Franco Lamolinara, a 48-year-old father of two of Gattinara near Turin, was also taken. A German colleague escaped by scaling a wall despite being shot and injured.
Last night Chris McManus’s parents, two brothers and sister issued a statement thanking all involved in the attempted rescue.
The statement said: “We are of course devastated by the news of Chris’s death, which we received earlier today.
“During this ordeal we have relied heavily on the support of our family and friends which has never waned and has enabled us to get through the most difficult of times.

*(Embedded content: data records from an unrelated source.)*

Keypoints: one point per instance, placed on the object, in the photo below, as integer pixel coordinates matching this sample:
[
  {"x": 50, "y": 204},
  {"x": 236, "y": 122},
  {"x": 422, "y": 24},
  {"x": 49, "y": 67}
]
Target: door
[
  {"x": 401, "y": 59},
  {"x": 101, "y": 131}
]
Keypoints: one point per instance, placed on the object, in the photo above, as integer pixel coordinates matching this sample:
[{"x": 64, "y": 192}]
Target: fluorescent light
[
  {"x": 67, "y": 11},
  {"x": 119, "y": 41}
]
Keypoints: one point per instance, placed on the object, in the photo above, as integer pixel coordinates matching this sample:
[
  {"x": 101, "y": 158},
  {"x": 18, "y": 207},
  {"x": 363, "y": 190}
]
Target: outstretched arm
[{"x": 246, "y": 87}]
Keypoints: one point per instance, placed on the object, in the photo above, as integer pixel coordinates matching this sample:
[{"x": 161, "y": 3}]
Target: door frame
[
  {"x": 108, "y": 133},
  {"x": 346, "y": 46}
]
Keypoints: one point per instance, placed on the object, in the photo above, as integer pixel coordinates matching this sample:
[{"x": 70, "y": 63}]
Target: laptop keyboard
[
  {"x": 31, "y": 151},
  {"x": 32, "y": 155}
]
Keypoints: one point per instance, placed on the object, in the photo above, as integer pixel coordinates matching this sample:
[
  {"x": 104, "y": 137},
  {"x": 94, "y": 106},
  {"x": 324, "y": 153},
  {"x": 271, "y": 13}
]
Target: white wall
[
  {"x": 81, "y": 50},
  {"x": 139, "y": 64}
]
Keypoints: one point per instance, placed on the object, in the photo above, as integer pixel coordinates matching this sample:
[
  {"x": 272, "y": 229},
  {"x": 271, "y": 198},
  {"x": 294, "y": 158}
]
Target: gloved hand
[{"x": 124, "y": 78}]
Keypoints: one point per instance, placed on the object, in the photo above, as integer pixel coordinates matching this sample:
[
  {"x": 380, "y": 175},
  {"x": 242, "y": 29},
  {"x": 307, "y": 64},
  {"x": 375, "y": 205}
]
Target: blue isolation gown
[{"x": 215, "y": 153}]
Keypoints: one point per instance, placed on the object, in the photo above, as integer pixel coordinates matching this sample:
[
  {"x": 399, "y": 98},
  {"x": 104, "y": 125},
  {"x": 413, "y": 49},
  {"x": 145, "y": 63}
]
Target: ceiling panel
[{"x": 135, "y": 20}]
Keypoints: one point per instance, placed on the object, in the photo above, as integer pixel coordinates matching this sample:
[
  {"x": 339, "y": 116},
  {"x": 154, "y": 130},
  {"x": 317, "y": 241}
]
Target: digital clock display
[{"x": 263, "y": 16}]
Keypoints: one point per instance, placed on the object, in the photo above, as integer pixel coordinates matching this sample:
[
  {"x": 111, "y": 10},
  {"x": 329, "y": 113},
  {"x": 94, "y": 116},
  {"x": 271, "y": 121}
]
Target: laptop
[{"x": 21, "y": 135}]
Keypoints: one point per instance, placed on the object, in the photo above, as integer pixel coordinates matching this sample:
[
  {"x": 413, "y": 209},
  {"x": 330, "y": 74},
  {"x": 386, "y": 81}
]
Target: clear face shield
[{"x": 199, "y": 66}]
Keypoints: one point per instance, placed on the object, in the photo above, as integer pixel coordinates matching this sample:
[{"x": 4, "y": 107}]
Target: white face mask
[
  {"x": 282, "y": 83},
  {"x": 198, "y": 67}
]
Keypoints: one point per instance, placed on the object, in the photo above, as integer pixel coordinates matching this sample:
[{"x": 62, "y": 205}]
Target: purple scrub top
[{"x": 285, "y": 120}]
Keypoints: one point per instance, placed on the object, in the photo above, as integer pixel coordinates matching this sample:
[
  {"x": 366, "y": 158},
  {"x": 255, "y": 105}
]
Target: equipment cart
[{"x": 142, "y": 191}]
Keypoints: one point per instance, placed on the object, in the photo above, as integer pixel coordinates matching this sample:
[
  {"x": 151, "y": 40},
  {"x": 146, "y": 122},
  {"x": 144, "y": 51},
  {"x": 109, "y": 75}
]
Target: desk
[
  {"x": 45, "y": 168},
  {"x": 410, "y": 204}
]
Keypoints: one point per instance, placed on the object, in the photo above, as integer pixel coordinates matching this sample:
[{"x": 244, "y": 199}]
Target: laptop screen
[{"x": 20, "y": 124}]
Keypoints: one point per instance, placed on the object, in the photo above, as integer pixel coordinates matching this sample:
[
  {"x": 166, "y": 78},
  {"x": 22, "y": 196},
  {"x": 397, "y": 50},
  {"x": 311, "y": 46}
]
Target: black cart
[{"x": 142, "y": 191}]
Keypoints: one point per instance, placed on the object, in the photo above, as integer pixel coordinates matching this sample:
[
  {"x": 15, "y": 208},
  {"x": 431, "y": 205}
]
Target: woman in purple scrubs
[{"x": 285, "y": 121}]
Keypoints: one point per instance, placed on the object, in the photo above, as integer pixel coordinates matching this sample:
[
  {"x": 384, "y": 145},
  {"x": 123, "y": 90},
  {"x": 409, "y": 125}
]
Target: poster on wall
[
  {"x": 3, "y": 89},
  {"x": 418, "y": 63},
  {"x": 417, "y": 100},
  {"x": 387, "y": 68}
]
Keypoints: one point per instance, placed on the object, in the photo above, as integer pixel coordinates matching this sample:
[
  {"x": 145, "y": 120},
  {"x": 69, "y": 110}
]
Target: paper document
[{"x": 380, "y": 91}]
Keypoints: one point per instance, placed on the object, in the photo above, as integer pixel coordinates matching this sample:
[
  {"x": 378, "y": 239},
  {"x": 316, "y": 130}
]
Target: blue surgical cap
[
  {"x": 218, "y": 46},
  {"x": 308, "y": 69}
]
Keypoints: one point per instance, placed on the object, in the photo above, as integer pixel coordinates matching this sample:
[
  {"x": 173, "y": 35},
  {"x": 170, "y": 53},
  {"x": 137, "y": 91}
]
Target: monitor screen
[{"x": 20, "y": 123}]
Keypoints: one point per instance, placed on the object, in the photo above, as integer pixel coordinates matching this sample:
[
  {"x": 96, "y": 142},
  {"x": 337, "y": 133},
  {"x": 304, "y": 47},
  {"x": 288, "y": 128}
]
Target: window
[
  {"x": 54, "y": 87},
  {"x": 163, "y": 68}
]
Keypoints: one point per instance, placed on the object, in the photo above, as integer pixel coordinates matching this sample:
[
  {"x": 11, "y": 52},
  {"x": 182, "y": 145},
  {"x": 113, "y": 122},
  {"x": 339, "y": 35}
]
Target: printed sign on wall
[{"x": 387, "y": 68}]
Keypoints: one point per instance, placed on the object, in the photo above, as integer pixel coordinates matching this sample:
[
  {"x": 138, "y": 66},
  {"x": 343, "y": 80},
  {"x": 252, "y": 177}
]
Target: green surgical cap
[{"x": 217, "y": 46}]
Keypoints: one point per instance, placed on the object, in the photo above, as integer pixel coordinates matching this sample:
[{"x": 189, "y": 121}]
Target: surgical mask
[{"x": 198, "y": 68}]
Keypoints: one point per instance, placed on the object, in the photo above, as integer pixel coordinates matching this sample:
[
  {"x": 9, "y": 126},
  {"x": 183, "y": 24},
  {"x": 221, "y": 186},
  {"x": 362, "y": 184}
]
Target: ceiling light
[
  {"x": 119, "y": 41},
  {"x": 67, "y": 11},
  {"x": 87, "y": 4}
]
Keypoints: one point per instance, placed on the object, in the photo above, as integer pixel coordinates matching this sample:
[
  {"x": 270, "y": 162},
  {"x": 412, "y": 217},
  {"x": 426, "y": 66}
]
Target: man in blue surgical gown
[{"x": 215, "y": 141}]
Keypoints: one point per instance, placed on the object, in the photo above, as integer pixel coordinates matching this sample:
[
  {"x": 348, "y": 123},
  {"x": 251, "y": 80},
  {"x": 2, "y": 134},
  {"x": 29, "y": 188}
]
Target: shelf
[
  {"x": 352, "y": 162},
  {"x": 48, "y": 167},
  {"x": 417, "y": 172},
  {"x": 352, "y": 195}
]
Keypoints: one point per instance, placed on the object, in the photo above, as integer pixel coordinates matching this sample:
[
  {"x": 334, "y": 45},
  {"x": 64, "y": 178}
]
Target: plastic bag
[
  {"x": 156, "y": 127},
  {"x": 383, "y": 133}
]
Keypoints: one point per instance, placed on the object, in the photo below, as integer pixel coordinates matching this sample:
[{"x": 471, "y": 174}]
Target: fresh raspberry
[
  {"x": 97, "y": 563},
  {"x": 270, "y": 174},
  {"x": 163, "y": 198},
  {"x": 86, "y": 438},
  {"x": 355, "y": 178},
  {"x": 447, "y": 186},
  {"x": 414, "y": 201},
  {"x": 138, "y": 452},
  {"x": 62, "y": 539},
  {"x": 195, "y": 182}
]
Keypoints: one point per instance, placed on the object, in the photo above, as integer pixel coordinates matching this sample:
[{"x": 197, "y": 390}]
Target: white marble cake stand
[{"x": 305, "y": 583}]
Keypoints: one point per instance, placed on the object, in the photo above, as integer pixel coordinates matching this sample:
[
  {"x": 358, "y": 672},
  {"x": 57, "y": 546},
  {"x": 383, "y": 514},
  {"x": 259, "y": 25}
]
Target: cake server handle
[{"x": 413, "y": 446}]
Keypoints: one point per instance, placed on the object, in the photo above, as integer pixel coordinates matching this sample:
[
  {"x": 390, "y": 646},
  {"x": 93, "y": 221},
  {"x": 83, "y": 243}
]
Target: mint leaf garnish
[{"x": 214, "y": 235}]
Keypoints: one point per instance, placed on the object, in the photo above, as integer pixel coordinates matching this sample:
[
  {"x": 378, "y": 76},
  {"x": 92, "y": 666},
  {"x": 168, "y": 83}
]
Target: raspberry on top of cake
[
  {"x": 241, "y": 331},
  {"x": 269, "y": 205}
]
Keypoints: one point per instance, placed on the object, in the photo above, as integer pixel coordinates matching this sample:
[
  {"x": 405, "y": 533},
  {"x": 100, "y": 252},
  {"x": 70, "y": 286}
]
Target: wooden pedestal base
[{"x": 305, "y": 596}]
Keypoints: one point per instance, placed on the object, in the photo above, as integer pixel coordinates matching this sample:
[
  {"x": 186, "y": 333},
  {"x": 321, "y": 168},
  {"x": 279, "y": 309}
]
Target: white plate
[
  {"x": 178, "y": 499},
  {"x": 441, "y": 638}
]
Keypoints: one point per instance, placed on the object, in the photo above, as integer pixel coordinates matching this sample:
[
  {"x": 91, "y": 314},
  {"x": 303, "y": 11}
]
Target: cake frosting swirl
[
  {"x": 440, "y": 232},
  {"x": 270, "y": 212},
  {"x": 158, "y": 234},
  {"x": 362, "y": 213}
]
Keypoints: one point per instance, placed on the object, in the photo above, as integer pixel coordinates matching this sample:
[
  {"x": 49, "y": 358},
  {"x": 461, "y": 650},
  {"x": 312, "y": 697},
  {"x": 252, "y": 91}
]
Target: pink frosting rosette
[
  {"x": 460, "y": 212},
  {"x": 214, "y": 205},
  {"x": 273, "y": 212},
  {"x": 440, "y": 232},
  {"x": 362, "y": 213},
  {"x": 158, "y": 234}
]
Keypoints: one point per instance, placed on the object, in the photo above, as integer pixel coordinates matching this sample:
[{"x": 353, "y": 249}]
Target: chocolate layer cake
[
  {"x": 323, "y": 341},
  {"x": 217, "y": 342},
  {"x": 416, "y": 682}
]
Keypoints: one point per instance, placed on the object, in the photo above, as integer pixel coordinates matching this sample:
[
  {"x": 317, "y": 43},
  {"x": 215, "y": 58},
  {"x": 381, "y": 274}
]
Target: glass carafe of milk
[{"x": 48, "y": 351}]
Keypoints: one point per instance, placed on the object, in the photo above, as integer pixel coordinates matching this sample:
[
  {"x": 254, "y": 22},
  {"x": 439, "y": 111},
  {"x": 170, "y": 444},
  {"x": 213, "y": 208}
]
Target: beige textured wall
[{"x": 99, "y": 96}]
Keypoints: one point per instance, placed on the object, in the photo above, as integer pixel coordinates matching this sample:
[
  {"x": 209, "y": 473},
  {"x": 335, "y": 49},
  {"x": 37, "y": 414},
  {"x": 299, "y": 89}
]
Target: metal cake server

“We are also aware of the many people who were working to try and have Chris returned to our family, and his girlfriend. We would like to thank all of them for their efforts.”
The family said they were confident “everything that could be done was being done’ during their ten-month ordeal and sent their condolences to relatives of the other dead hostage”.
Chris McManus and Franco Lamolinara had been working on building a bank in the city, the capital of the lawless Kebbi province.
In August a Nigerian group calling itself “Al Qaeda in the land beyond the Sahel” claimed responsibility for the kidnap and released the video showing Chris McManus, in a Manchester United shirt, with three men armed with Kalashnikov rifles and a machete.
Chris McManus pleaded for the British Government to answer the demands of the group to save his life. One of the kidnappers then said the British Government had failed to answer its demands and it was given two weeks to “take the correct decision”.
Yesterday, security officials said they believed the kidnappers were from a splinter group of the Islamist militant group Boko Haram, which has links to Al Qaeda.
Sources said British Ministry of Defence officials approached David Cameron on Wednesday evening and made it clear they believed there was a “time-limited opportunity” to mount an attempt to free the men.
David Cameron took the decision to go ahead and then followed the operation “in real time” yesterday morning. A meeting of the Government’s emergency committee Cobra was convened, but word came back that the two men had been killed by their captors.
The Italian prime minister’s office said that it had been “constantly in touch with British authorities but that the operation had got underway with the Nigerians and British forces with Italy informed once it had begun”.
Former Italian Prime Minister Massimo D’Alema said: “I want full light to be shed on why Italy was only informed once the operation had started.”